Por mais curtos que sejam seus textos, são de uma riqueza de detalhes sem muitas delongas, a autora consegue criar cenas, diálogos que ganham vida própria e dinamismo.
Algumas frases se tornam marcantes como em “Amizade” por exemplo, “Pai e mãe é a rua”, onde a realidade marginal é escancarada numa só frase definindo aquele que fala no discurso, a voz de quem nunca tem voz é dada por Raquel em seus contos. O microconto “Rebelião” é um mix de eventos, um protesto e um nascimento, ambos jorram sangue onde a vida inicia e termina.
É preciso estar atento a cada trecho, frase do livro para criar cenas, imagens e situações carregadas de conflitos e ações. Em “Fada do dente” o conto revela o ponto de vista de uma criança inocente que não percebe que o casamento dos pais em desgaste e acha que o conflito deles é por culpa sua devido a um dente, mal sabe ela o que é uma vida a dois, seu universo é rodeado de coisas de criança, onde dificilmente consegue perceber como a relação humana é difícil de se compreender.
Não há muito que se alongar sobre esse pequeno livro se não ler ou ouvir as histórias nele contidas. Um verdadeiro livro para releituras e reflexões, pequeno, curto e profundo.
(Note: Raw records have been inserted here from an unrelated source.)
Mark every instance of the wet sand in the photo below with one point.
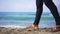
(4, 30)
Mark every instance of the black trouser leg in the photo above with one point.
(53, 10)
(39, 4)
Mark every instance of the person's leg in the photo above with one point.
(54, 11)
(39, 5)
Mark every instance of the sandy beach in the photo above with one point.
(10, 30)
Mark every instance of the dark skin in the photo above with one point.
(54, 11)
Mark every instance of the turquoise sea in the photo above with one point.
(22, 19)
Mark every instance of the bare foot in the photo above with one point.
(55, 29)
(32, 27)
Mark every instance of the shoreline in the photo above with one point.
(9, 30)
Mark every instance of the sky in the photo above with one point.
(23, 5)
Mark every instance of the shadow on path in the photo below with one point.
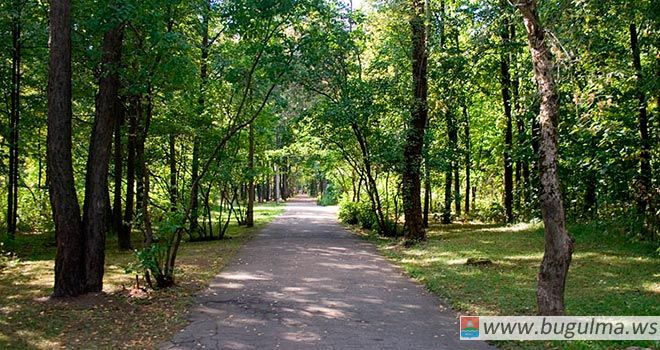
(306, 283)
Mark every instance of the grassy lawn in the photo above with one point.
(112, 319)
(609, 275)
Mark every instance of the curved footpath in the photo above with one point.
(304, 282)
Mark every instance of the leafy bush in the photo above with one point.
(366, 216)
(329, 197)
(154, 260)
(348, 212)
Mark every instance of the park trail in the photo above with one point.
(305, 282)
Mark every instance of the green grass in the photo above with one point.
(112, 319)
(609, 275)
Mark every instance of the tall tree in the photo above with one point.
(558, 244)
(249, 214)
(14, 117)
(505, 81)
(69, 260)
(96, 206)
(414, 138)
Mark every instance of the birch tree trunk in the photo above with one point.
(558, 244)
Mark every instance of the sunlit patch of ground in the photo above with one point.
(610, 274)
(29, 319)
Li a versão impressa e depois tive a oportunidade de viver a experiência de ouvir o livro pelo audiobook, confesso que são duas experiências diferentes, mas ouvir os contos me fizeram ter percepções mais intensas do livro. Além de ser acessível para quem não pode ler como pessoas com deficiência visual, também é excelente opção para quem não tem tempo de parar e ler. Ouvir a narração do livro enquanto executa outras atividades manuais, operacionais ou até mesmo em um engarrafamento, em pé no ônibus lotado tem sido a melhor coisa que já fiz nas últimas semanas quando não estou com disposição para ouvir notícias, músicas, podcast ou rádio. Fica a dica!